I won’t even try to describe the pain. I tried to listen to his voice, to let that calm tone wash away my agony. Mostly, though, I tried to hold still as he sliced me open from jaw to collarbone and eased the deadly length of hardwood out of my neck. When it finally came free, and he doused the wound with rum, the fire of the alcohol on my raw flesh made me catch my breath to scream.
But I could breathe. Knowing that was enough to suppress my scream. I swallowed blood and tried to talk, but all that came out was a hoarse croak.
“You must have some purpose in this world yet,” Worthy said as he closed the wound with deft passes of his sail needle. “You won’t be talkin’ soon—prob’ly not ever. Tore up your windpipe bad, but it could have killed you easy as spittin’.” Cinching the last knot tight, he looked down at me, and a curious expression passed his features. “Wait. You look like—”
“What the hell happened to Doc?”
Worthy turned toward the newcomer, a tall woman with a sword in one hand and supporting an injured sailor with her free arm. Both the sword and the man dripped blood onto the deck.

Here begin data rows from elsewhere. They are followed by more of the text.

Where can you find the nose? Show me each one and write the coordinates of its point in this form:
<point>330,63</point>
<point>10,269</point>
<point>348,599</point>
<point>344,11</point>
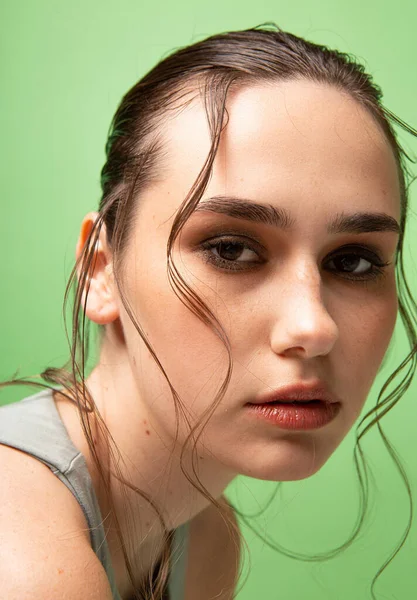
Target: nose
<point>303,326</point>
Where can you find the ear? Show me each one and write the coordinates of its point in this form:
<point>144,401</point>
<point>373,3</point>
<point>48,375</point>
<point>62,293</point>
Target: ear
<point>102,307</point>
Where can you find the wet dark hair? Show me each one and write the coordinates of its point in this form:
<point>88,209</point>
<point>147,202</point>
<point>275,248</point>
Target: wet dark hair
<point>210,69</point>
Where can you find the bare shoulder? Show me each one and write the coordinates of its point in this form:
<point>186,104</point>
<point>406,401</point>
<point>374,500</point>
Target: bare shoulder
<point>213,556</point>
<point>45,550</point>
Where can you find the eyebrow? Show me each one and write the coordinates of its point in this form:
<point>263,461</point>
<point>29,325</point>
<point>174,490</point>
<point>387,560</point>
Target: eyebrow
<point>241,208</point>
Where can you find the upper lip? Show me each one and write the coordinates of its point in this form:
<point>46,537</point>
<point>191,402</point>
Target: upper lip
<point>299,392</point>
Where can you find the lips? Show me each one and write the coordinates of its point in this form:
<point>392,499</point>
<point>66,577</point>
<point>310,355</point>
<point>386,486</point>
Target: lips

“Dead.” Worthy lifted me and set me aside as easily as putting a book on a shelf.
“Well, do what you can, Creb. We’re not out of this yet.”
“Aye, Hawk.” He took the wounded man from her, and she hurried out.
I lay there and watched my father work. There was a methodical grace to his use of a blade and a brutal efficiency that served him well. He worked on fifteen of us over the next two hours, and all but the head-wound survived. I waited to catch his eye again, to get his attention even if only for a minute, but in time I sensed he was avoiding me—as if he knew.
As Worthy tied the last stitch and reached for a length of bandage to bind the wound, I noticed the cannons had fallen silent. Hawk and Walls came into the sickbay and looked around.